La littérature contemporaine, prenons la française, additionne des nombrils calibrés qui se contemplent, se rassurent, et surtout, font vendre et se vendent. L’utile, c’est ce qui doit arriver, c’est ce que l’on attend au détour d’un roman, ou de l’énième monstruosité d’un plasticien qui n’aurait pas dû se dérober à sa psychanalyse, et qui aurait mieux fait de laisser tomber son seau d’excréments pour se consacrer utilement à la lecture de Lewis Carroll.

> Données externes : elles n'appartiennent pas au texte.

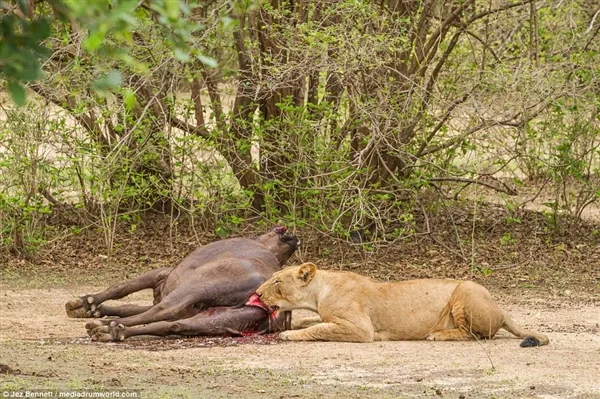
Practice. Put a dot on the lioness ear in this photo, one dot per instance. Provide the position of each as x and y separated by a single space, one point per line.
307 272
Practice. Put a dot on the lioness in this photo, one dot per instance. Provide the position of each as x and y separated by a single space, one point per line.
355 308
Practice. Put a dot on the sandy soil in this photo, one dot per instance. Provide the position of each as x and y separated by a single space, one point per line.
41 348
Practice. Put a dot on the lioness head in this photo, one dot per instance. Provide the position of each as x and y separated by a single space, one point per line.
287 289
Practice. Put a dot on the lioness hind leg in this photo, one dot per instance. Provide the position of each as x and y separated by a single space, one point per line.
475 315
306 322
459 333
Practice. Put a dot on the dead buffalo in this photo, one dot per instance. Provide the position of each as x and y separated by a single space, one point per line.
205 294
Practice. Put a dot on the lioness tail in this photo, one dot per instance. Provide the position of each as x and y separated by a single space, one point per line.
531 338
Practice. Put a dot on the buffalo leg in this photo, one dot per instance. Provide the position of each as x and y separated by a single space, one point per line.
223 321
86 305
120 311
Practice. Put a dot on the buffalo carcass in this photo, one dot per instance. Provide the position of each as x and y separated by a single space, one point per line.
205 294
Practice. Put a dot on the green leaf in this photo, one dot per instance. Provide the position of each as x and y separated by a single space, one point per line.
222 232
181 55
208 61
108 82
17 92
94 41
129 100
172 9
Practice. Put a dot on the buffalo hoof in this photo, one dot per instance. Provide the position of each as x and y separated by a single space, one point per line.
107 333
82 307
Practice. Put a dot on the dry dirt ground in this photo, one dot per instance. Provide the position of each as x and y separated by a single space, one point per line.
41 348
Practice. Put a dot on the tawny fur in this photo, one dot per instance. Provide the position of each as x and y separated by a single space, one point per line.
356 308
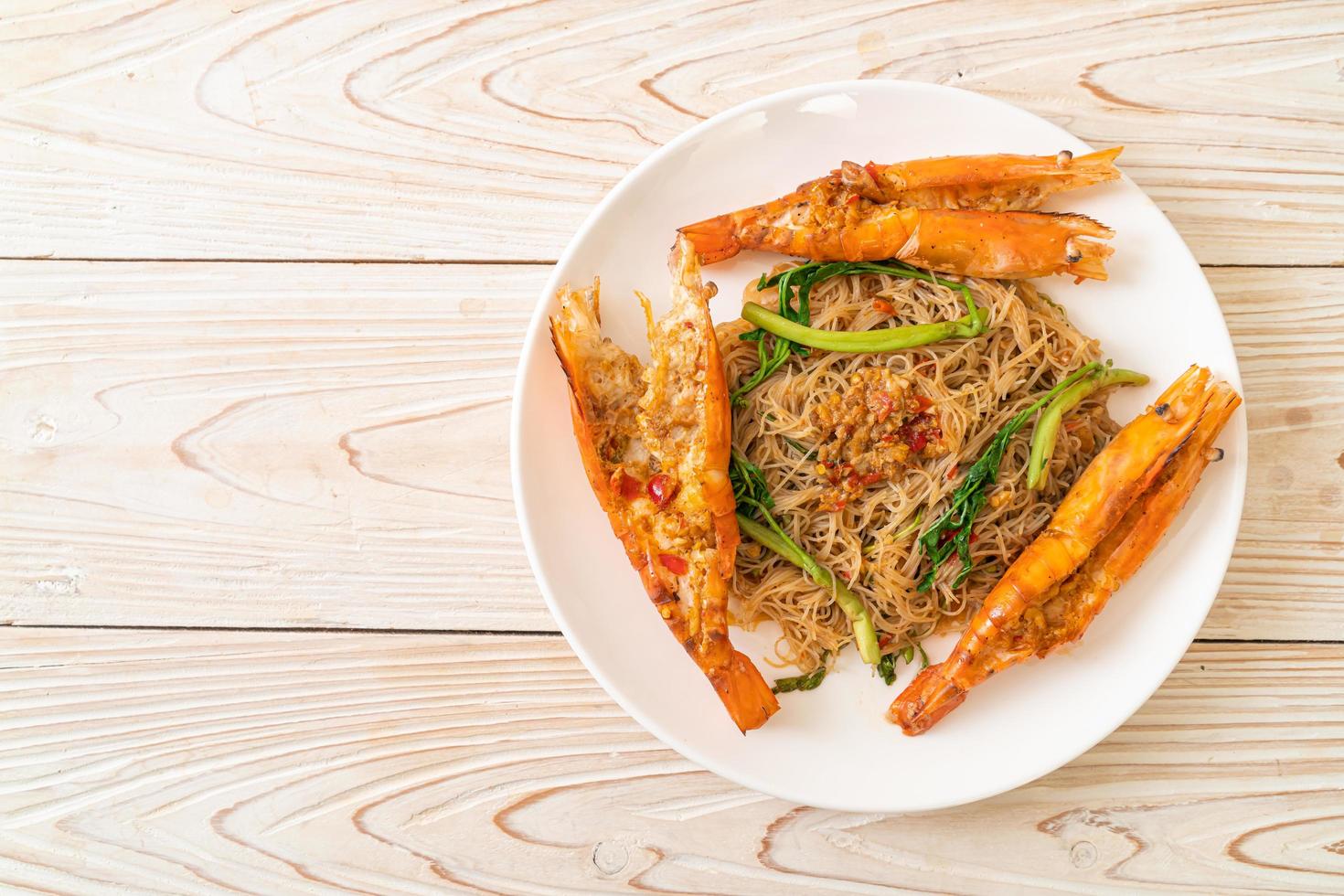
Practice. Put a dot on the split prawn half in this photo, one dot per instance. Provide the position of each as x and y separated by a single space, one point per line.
1104 529
969 215
655 443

Dans le Studio de l’inutilité, Simon Leys, grand lecteur et sinologue à ses heures – là je suis injuste car c’est un grand sinologue – précise que l’inutile dans la littérature classique chinoise c’est l’inopportun.
Citant un passage du classique des mutations, texte le plus ancien, le plus sacré – et le plus obscur – de tous les classiques chinois, Leys nous éclaire sur cette inutilité : « le dragon du printemps est inutile » ; il faut entendre par là que dans leur jeunesse et durant la période d’apprentissage, les talents des hommes vraiment supérieurs doivent rester cachés. Avis donc à tous nos dragons printaniers : l’imposture est-elle un défaut de jeunesse ?
Quel est diable le rapport entre la belgitude de Michaud, l’intimité d’Orwell, le génie méconnu de Chesterton (Son Nommé jeudi serait un DES romans du XXe siècle), le pilon idéologique du post maoïsme, une réflexion sur son avatar cambodgien expert en génocide express, la circumnavigation de Magellan (qui entre nous ne l’a pas achevée…), le roman le moins maritime de Conrad (L’Agent secret) et j’en passe ? C’est Simon Leys.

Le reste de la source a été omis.